Wage-Hour Opinion Letter FMLA-78, February 14, 1996, notes that full-time teachers are presumed to meet the 1250-hour test, in view of the time spent away from school preparing lessons and tests and grading students' work. The employer may attempt to rebut that presumption, but can do so only with specific work records or documentation of interviews with the employee.

In an interesting letter ruling impacting upon the temporary help industry, Wage-Hour Opinion Letter FMLA-37, July 7, 1994, stated that a temporary help firm and its client employer "are considered joint employers for purposes of determining employer coverage and employee eligibility" under the FMLA, referring to the applicable regulation at 29 C.F.R. 825.106(d). Thus, ruled DOL, "the time that the employee was employed by the temporary help agency would be counted towards the eligibility tests." This ruling was supported in a 1997 court decision, Miller v. Defiance Metal Products, Inc., 989 F.Supp. 945, 4 WH Cases2d 613 (N.D. Ohio 1997). The court concluded that reclassification of an employee from temporary to "permanent" does not alter the FMLA time frame used in determining whether an employee has worked at least twelve months, and that the time frame for a temporary help firm employee who is later hired by the client employer begins to run from the date that the employee is first assigned to work at the client's facility.

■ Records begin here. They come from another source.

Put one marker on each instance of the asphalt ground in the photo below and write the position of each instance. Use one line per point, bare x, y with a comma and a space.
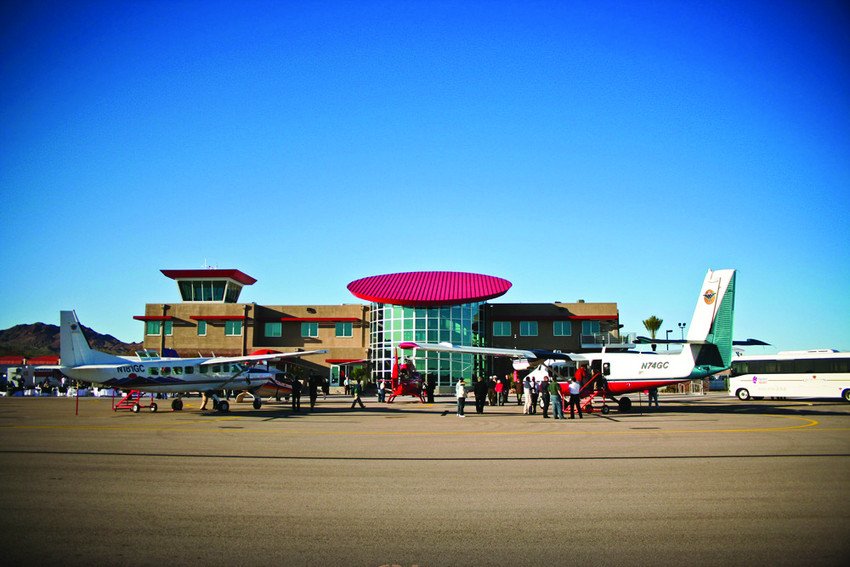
704, 480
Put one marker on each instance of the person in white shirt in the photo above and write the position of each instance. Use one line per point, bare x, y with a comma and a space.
575, 400
460, 392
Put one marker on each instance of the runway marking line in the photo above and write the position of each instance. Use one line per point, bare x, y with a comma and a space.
809, 423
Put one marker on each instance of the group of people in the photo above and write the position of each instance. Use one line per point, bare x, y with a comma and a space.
548, 391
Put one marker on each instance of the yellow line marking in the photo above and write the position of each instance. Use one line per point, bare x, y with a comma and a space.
808, 423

According to a policy memorandum issued by the DOL on July 22, 2002, if any employees go on military duty-related leave and return to employment, they must be credited with the hours they would have worked but for the military duty, as well as the months they spent in such duty. DOL indicated that in most cases, the calculation would be based upon the schedule the employee had worked in the period before going on military leave. In other words, the employer must count the hours that the employee would have worked toward the 1,250-hour requirement, and it must count the actual number of weeks or months spent in such duty toward the 12-month service requirement. Thus, any time an employee returns from military leave, the result could be that he or she will be eligible for FMLA leave if they need it upon their return.